Ana çıkış noktam bu küçük not oldu diyebilirim.
‘Meneviş’ altıncı kişisel serginiz. Bu sergide diğer işlerinizden farklı olan (teknik/anlatım/hisler) neler var?
Bu, bir süreç işi sonuçta. Bir önceki sergim ‘İnsanlığın Yıldızının Parladığı Anlar’dan bu sergiye kadar ara dönemlerde ürettiğim tüm işlerin süzgeçten geçmiş ve daha sadeleşmemiş bir hali gibi düşünüyorum. Fazlalıkları attığım bir sergi oldu. Daha önceki resimlerimde sıkça kullandığım daha sert-keskin formlar yerine lekeler üzerine yoğunlaştım. Fırçayı tamamen eledim. Fırçanın kendi duygusunu ve de resimlerin hikayelerini yok etmeye gayret gösterdim. Düşünsel arka planla resmin yüzeyi arasında bir hesaplaşma girdim diyebilirim. Ve bütünden parçalara doğru yayılan bir sergi yaratmaktı dileğim.
Sergideki favori eseriniz ve anlatmak istedikleri nedir?
Dediğim gibi bütünün etkisinin gözlemlemesine önem verdiğim bir sergi oldu ama sanırım ‘Mavi Kuğu’ isimli resmim ve nilüferler tüm o parçaları birbirine daha kuvvetli bağladığı için benim için özel yere sahipler.

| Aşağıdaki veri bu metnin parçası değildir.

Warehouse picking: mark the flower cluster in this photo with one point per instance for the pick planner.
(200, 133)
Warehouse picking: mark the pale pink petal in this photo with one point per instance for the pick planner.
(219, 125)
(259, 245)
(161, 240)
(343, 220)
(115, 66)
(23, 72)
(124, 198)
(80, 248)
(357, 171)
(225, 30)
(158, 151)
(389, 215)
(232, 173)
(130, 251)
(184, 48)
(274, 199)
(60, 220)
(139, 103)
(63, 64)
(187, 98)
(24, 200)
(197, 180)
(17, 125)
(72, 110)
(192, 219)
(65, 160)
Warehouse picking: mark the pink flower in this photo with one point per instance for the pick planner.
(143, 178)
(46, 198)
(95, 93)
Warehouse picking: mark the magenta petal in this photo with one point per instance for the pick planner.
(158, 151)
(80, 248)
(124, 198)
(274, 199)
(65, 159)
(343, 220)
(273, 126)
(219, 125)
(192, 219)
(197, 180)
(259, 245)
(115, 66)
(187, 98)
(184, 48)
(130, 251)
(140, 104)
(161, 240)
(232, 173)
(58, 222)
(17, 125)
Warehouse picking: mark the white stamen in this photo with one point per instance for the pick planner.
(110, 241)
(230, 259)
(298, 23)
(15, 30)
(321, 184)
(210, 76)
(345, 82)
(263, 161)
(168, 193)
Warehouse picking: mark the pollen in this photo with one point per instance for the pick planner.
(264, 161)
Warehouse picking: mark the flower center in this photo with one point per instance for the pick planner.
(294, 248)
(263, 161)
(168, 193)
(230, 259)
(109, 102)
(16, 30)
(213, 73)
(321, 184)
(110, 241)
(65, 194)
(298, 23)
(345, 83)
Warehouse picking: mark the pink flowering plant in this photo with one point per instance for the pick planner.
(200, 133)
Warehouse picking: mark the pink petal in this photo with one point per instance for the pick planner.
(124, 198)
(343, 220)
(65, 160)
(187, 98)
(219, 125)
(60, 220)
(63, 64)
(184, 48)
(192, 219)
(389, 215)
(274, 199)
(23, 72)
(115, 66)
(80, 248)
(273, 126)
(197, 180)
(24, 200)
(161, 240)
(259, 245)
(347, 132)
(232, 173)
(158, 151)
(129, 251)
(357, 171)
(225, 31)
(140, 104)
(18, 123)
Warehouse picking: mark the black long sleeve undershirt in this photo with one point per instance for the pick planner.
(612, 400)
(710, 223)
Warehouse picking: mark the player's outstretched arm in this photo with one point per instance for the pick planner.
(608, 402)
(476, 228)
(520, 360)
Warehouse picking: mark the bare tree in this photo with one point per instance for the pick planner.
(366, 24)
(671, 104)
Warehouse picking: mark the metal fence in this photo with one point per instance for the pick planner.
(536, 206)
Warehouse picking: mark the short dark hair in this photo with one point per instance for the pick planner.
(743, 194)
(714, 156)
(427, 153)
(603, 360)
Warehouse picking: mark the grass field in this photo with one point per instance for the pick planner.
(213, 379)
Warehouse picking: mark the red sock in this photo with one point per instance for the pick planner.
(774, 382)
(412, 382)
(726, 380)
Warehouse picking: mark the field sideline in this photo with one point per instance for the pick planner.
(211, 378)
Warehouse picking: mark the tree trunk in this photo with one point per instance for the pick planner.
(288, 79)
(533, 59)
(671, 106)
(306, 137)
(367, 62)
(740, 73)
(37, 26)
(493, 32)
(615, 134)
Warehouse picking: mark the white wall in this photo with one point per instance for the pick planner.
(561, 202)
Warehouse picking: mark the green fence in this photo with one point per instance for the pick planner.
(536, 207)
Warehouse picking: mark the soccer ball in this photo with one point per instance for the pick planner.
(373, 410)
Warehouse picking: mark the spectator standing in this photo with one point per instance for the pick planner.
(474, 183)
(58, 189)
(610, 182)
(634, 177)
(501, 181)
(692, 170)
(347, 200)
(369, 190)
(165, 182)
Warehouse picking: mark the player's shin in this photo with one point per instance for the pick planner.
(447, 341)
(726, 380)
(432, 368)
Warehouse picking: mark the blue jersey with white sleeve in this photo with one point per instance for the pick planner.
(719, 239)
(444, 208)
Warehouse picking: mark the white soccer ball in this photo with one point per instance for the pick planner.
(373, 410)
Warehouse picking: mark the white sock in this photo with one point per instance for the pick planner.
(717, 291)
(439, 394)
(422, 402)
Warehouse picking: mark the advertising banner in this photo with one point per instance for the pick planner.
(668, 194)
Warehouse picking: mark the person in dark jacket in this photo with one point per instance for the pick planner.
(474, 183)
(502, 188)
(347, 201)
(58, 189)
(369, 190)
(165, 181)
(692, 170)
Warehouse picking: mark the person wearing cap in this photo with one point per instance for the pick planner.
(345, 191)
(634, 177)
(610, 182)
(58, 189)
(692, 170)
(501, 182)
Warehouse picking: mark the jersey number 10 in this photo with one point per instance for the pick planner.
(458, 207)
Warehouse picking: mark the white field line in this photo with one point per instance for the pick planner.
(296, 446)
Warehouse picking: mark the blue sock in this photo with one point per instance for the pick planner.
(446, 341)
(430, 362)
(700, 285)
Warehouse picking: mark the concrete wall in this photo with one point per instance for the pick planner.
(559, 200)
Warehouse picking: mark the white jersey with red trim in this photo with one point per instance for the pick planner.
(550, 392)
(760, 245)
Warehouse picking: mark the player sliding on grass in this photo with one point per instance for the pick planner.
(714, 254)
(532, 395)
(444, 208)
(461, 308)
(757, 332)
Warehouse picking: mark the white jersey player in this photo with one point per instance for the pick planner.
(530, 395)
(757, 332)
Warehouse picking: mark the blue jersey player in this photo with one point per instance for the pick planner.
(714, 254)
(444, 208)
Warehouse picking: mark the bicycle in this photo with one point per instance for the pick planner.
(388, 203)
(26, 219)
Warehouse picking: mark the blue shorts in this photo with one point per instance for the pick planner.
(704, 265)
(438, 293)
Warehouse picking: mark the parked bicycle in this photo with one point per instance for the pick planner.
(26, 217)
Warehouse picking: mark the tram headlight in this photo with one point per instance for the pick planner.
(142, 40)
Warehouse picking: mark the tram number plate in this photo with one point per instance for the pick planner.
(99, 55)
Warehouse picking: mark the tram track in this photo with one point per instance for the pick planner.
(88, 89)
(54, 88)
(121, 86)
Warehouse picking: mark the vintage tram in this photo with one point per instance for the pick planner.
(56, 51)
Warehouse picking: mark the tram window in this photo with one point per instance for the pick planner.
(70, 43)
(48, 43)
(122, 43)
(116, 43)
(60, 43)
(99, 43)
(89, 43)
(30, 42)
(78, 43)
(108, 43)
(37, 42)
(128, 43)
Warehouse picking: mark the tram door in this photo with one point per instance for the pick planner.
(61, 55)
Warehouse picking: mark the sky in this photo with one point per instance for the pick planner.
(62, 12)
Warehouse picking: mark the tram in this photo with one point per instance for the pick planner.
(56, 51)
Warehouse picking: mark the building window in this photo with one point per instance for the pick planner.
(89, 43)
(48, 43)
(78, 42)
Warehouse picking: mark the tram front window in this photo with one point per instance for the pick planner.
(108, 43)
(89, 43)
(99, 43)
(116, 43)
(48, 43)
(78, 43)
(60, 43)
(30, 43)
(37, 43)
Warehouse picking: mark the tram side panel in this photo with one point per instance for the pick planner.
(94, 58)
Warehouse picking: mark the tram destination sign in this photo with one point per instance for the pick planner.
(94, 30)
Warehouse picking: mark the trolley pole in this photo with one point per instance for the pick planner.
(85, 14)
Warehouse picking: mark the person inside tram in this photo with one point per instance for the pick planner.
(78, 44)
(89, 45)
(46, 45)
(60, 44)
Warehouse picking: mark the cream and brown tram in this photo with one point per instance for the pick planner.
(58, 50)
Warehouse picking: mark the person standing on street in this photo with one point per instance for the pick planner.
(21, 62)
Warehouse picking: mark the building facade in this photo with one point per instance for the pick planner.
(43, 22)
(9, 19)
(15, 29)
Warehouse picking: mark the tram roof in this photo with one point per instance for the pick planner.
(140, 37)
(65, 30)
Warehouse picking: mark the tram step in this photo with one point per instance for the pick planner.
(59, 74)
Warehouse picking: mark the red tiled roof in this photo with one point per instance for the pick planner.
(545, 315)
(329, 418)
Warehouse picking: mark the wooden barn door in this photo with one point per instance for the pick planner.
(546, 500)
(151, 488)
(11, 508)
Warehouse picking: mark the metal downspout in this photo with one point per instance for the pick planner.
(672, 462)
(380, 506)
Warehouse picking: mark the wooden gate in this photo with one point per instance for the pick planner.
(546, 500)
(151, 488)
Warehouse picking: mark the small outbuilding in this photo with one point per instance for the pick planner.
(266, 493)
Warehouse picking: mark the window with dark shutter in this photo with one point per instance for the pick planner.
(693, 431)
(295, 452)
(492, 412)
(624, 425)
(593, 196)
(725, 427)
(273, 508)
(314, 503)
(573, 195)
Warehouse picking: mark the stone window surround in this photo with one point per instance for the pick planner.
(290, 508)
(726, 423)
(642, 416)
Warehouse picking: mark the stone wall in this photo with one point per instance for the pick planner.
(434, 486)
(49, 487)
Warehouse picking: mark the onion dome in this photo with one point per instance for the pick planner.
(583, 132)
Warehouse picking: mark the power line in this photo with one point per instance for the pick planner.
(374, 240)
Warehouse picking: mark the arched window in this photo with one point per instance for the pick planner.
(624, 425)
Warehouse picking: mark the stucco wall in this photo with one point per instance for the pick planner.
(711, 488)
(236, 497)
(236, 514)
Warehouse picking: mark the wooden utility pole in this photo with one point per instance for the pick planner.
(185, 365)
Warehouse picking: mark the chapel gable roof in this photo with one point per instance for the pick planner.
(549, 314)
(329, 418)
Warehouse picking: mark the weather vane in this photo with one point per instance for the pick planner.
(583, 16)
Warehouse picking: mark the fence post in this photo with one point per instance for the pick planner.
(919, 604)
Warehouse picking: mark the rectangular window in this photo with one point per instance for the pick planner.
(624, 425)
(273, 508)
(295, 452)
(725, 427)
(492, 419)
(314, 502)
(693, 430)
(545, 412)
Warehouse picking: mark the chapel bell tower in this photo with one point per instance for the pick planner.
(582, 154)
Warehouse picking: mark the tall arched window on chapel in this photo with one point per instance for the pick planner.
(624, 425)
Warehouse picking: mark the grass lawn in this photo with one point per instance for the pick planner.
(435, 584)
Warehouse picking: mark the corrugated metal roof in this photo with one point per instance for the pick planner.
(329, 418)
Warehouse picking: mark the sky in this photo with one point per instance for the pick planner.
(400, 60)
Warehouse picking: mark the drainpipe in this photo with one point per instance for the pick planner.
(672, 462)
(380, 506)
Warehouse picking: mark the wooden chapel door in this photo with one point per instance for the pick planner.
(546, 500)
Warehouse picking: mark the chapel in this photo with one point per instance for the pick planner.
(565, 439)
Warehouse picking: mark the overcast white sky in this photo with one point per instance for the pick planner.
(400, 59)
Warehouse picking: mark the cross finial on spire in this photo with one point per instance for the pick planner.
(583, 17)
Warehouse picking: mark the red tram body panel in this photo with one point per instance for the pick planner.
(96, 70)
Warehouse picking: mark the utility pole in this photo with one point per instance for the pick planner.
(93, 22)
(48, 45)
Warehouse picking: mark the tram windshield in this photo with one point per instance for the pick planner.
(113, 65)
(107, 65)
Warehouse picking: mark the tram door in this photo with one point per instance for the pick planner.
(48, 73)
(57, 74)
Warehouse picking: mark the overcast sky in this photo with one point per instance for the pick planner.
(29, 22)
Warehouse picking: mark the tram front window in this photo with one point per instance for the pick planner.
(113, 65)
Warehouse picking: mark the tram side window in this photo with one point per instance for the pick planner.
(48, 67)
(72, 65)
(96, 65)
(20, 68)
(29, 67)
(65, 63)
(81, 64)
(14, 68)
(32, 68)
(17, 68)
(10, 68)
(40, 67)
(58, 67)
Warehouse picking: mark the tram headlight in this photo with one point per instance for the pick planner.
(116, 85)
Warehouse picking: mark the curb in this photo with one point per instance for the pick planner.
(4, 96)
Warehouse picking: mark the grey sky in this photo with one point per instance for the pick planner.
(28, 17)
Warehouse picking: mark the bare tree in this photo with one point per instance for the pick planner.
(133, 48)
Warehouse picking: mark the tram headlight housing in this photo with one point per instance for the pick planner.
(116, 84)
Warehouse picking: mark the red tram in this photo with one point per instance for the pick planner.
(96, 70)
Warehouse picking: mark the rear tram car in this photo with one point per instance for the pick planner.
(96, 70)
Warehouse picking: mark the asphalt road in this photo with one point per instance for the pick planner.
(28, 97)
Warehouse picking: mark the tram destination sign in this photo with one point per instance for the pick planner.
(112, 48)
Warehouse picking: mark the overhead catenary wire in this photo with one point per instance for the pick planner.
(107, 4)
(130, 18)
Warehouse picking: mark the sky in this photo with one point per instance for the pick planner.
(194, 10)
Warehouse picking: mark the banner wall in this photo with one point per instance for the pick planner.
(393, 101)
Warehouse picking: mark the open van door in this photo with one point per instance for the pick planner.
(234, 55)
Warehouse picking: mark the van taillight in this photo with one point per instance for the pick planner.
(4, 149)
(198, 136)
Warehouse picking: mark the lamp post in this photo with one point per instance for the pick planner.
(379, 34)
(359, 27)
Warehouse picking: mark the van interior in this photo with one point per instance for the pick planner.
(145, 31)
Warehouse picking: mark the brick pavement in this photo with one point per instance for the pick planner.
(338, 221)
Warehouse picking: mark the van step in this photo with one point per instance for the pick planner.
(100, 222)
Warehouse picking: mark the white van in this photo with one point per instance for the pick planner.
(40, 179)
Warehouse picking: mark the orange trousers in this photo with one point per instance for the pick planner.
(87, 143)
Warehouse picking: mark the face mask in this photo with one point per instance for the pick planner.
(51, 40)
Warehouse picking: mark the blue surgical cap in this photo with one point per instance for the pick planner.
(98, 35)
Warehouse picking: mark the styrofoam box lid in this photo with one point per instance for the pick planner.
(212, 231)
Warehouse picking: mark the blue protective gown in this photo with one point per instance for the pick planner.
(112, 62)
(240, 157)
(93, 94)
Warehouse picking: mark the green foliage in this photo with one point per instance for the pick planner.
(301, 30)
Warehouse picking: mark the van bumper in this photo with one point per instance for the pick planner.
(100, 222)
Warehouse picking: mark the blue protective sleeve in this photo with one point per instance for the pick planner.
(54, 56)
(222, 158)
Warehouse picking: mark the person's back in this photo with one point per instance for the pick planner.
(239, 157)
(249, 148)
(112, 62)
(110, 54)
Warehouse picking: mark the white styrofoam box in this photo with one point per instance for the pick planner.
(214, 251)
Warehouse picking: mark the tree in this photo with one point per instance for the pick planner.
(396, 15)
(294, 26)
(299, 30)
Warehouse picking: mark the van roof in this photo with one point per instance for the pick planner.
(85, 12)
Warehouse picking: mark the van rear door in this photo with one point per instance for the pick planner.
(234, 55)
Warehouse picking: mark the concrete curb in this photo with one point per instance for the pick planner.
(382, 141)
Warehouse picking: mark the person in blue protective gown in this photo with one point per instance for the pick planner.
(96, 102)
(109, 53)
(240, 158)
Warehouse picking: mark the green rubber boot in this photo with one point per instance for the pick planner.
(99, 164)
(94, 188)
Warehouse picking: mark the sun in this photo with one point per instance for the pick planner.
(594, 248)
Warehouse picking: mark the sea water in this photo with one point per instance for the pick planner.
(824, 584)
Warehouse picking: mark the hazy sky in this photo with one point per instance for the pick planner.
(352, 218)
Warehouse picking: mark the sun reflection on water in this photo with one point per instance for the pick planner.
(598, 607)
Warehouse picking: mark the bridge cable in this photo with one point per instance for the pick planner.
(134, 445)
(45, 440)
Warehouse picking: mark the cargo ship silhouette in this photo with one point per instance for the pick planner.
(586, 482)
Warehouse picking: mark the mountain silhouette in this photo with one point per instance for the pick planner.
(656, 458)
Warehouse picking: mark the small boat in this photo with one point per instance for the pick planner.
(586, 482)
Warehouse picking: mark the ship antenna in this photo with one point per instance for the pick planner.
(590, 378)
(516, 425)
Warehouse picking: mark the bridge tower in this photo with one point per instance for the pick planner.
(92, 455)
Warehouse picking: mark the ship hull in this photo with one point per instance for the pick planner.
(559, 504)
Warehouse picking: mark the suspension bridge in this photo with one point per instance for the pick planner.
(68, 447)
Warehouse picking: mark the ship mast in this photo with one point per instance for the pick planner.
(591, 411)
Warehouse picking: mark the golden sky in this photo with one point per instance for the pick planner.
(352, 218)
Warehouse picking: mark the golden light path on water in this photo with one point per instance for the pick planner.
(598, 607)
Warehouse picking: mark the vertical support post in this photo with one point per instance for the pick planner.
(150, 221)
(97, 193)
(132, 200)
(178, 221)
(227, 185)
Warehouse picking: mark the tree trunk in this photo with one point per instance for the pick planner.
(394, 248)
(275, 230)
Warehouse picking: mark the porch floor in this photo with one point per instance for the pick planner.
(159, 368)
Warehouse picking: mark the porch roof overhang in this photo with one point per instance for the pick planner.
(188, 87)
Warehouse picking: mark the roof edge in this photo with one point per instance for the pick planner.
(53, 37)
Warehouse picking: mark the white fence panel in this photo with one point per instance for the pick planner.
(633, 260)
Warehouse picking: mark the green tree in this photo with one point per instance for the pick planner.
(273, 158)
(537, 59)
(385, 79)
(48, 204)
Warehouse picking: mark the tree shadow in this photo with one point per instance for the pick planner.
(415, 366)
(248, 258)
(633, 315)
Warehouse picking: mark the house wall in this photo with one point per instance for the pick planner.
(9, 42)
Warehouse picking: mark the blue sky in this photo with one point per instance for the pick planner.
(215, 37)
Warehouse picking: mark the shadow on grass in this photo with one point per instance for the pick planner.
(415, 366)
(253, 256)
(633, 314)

‘Meneviş’ bir film olsa hangi sahne onu en iyi anlatırdı?
İlginç bir soru. Işık olarak sanırım. Gün doğumunda; belki baharın ilk günlerini hatırlatan, sakin, nilüferle dolu bir gölde tüyleri menevişli iki kuğunun suyun yüzeyinden havalanma sahneleri olurdu.
Refik Anadol sergisi önünde günlerdir bitmeyen bir ziyaretçi kuyruğu var. Dijital sanata olan bu ilgiyi nasıl değerlendiriyorsunuz?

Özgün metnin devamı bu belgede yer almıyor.